The Legacy of Vance’s Way
The double value of charitable gift annuities
Speaking of her late husband, Vance Savage, professor emeritus of Spanish and groundbreaking leader of international education, Jill Nichols says, “When he got interested in something, he got deeply interested. That was Vance’s way.
We both enjoyed riding horses, for example, but he was really keen on understanding what makes them tick. How do they learn? What’s the best way to train them?”
Reflecting a moment, she adds, “It was the same with teaching. He believed his students learned languages best by knowing the social history of the people and experiencing how they lived day-to-day.”
Vance’s way focused on getting beyond the surface to the core, working to discover the story behind the story. That’s how he learned while growing up the youngest of nine children in the eastern Oregon town of Ontario during the Great Depression. Many of his friends were from Mexico and Japan, and he loved having them teach him not just their language but also their way of life—their culture, history, and social practices.
He brought that ethic to Lewis & Clark in 1969, and it shaped his impact on generations of students. He retired in 1996, a beloved professor and highly respected academic administrator who was a leader in designing and developing international programs and exchanges in more than 20 countries.

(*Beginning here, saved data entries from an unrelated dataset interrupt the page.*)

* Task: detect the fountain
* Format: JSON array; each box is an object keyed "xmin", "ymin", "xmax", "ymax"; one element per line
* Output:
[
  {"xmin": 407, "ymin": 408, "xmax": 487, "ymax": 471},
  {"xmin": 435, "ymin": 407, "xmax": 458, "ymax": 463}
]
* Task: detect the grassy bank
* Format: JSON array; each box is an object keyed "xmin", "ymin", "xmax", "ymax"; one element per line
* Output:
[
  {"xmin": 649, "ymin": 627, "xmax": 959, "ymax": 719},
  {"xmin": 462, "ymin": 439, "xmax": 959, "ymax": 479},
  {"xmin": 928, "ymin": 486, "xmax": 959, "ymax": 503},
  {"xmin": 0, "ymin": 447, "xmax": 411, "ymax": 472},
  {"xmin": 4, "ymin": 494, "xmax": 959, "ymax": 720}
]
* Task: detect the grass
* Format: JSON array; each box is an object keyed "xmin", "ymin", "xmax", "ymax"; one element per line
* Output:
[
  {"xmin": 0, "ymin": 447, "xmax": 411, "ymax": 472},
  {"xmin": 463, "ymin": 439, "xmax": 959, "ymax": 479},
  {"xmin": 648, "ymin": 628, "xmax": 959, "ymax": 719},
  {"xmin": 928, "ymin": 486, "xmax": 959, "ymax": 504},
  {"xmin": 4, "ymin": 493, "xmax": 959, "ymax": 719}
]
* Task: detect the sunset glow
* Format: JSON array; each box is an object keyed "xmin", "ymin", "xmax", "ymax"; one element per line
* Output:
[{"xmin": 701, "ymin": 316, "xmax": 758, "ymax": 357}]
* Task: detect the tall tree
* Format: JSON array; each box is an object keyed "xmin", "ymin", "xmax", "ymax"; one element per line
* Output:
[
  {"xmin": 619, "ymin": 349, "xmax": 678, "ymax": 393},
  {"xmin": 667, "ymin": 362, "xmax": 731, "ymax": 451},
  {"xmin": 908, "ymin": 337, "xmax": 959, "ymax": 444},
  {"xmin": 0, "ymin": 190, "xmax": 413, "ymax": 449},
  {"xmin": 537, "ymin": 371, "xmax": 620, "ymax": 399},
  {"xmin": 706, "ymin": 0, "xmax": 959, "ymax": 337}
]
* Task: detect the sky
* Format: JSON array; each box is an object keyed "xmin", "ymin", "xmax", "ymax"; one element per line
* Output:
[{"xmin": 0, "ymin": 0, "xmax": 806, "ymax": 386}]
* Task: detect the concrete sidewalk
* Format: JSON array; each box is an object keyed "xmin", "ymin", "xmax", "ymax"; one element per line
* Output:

In October 2013, Vance and Jill established a charitable gift annuity (CGA) that provides a steady stream of income for life and designates that the remainder will support a scholarship for students studying abroad. The Dr. Vance Savage and Ms. Jill Nichols Fund for Overseas Study will benefit students of financial need who might not otherwise be able to participate in an overseas study program.
Vance died in August 2015, and Jill recently established another CGA. “I wanted to honor Vance, and this annuity allows me to blend my charitable intent with my need to manage my money and receive a guaranteed income,” she says. “CGAs make great sense for some people, and I encourage professors and others at Lewis & Clark to consider charitable gift annuities.”
Registrar Emeritus Dell Smith, a longtime friend and colleague, has said, “Vance built a solid foundation on which today’s overseas study program rests. The number of faculty and students who have been positively influenced by his work is far greater than anyone realizes.”
Call that another legacy of Vance’s way.